Starlight sat in the rickety chair and rubbed her face. What a day. She was not emotionally prepared to hear this. She bit the cork out of the bottle and took a big swig just as the tears came pouring down her cheeks.
She coughed and set the bottle down again. “Well, this is what you wanted, right?” she gasped with burning throat. “So why the fuck are you crying?”
No one in Starlight's life had played both her best friend and worst enemy like Trixie had. She'd come to symbolize everything she'd wanted but lost. The championship trophy sitting in the other team's clubhouse. She had planned to just be angry and resentful forever but the news of her passing had left her reeling. Inside her was a rock tumbler of conflicting emotions leaving her floundering to latch on to any one. But if she had to pick, guilt and despair were fighting for the top of the pile.
She was guilty of lusting for this irrevocable outcome, even bordering on being willing to make it happen herself. How could she deserve to cry over her ex friend's death when she'd wished her harm and felt nothing but resentment toward her since the moment they parted? She bowed her head and began to sob.- - -
An obnoxious rattling ring awakened Starlight from her nightmares. She pushed herself up from a face down position upon the rumpled comforter. She hadn't even got under the covers, just passed out on top of them. The bottle of rum lay dry and discarded on the floor. She reached for the alarm clock but it ran out of steam and went quiet on its own.
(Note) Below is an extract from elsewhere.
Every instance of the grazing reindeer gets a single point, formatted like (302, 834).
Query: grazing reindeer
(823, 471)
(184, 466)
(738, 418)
“Ugh,” Starlight squeezed her swimming head. “So stupid,” she grunted. “You never learn anything…”
She'd been too wasted and depressed to enjoy the soft bed and shower she paid for. At least she had enough awareness to set an alarm for herself.
Starlight struggled to the edge of the bed and got to her hooves with a grunt. She wobbled into the bathroom and looked in the mirror. Her sorry reflection stared back at her with hollow, red eyes. She pushed her hair back and pulled the beanie over her head before leaving the room. The stairs squeaked under her as she hugged the hoofrail all the way down.
Outside she looked across the harbor to see the dark behemoth, Luna's Fury still docked. Her teleportation spell fizzled into a pulse of pain making her wince. “Fuck,” she gasped in torment, visoring her eyes from the rising sun over shimmering waves. “I didn't even go home with anyone and I'm still doing the walk of shame.”
Seagulls cried callously overhead as Starlight ambled back toward the dock, retracing her steps from the previous night. As she came to the bar, her eyes ran along the wall of posters, where she saw Trixie's face again and again and again. Canceled. Canceled. Canceled. Canceled. She stopped and looked at the ripped and wrinkled smile of the mare she used to call her friend and wished that everything in her life had been a dream and she could just wake up and start the real one.
Somehow she made it to the ship, finding Breaker and Stormfront in the wheelhouse.
“Starlight, you look like you had a night,” began the captain, setting his coffee down. “Got your contract.”
She swallowed and licked her lips, trying to lubricate her mouth with all the moisture of a single raindrop. “I- I changed my mind. I can't sign on with you again; I need to leave for personal reasons.”
The captain frowned. “I'm sorry to hear that.”
“I don't know when I'll be back or if you'll even need me when I am,” she continued. “But I have to go.”
Breaker rubbed his stubble. “If we are meant to, we'll cross paths again. And if we do, there will be room on my ship.”
“Thank you. Uh, one more thing,” she smiled weakly. “Can you drop me off at Sentinel?”